On entend beaucoup parler dans les médias de cette « crise des migrants » qui touche les États de l’Union européenne depuis le début des années 2010. La plupart des articles portant sur le sujet laissent souvent entendre qu’il s’agirait d’un phénomène assez nouveau qu’il convient de mettre directement en relation avec la guerre civile en Syrie.
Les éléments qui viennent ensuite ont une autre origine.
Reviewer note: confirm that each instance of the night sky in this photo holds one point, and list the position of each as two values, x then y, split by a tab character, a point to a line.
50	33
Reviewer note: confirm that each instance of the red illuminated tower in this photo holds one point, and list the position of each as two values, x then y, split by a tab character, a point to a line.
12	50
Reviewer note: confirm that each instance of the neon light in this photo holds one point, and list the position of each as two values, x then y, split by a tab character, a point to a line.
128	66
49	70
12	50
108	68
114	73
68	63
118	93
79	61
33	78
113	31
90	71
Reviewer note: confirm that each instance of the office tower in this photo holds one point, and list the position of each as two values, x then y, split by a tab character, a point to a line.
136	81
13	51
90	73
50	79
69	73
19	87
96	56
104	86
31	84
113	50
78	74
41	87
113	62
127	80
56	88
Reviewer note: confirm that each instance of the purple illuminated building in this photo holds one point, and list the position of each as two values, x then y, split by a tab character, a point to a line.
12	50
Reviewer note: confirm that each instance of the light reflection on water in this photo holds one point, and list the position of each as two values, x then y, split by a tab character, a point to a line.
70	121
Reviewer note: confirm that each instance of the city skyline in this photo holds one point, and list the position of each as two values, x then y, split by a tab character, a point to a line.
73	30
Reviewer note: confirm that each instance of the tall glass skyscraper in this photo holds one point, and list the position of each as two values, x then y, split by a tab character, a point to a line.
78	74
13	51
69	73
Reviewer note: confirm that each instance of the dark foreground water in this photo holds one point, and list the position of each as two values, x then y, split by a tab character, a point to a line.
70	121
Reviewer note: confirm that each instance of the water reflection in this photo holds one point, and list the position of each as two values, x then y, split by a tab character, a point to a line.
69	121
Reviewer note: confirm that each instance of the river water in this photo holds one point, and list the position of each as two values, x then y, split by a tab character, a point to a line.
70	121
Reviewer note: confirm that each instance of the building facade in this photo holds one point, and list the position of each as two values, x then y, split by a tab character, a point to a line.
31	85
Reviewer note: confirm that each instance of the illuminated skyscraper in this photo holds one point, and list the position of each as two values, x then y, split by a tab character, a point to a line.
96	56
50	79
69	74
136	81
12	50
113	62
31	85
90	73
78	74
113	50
Sans être fausse, une telle manière de présenter la situation provoque toutefois l’impression qu’il s’agirait surtout pour l’Union européenne de faire face à l’afflux de réfugiés syriens depuis que l’intervention de l’organisation État islamiste a provoqué une intensification du conflit, donnant lieu à une véritable crise migratoire à partir du début de l’année 2015.
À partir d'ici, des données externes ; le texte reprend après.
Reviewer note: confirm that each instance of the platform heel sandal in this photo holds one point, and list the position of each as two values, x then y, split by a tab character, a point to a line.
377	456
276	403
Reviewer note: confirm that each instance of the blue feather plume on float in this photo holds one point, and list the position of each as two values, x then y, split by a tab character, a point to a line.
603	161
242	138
Les statistiques de l’Organisation de coopération et de développement économiques (OCDE) révèlent toutefois que non seulement le pourcentage de migrants d’origine syrienne n’a pas augmenté depuis 2014, mais également qu’il ne totalise que 14 % des demandes d’asile qui sont parvenues jusqu’à la Commission européenne depuis le début de l’année –à tel point qu’il convient d’affirmer que les migrants ont aujourd’hui des origines plus hétérogènes qu’au cours des années précédentes (4). Cette conclusion peut surprendre, dans la mesure où les médias tendent à mettre l’accent sur la situation des réfugiés de guerre plutôt que sur celle des migrants « ordinaires », dont les différentes origines peuvent être pour le moins inattendues. Par exemple, peu de gens ont à l’esprit que cette année, il y a eu autant de demandes d’asile venant de la Syrie que de la Serbie et du Kosovo (14 %), alors que les ressortissants de ces deux régions ne comptaient que pour 4 % des demandeurs en 2014. Les migrants africains sont, pour leur part, également représentés dans les demandes d’asile. Cependant, la diversité de leurs origines ne permet pas d’en faire un groupe ethnique comparable à celui des Syriens et des Serbes dans les statistiques de l’OCDE; songeons par exemple aux migrants de l’Érythrée, qui ne comptent que pour 4 % des demandeurs d’asile, tandis que les Somaliens ne forment que 2 % des demandes,  à l’instar des Nigériens.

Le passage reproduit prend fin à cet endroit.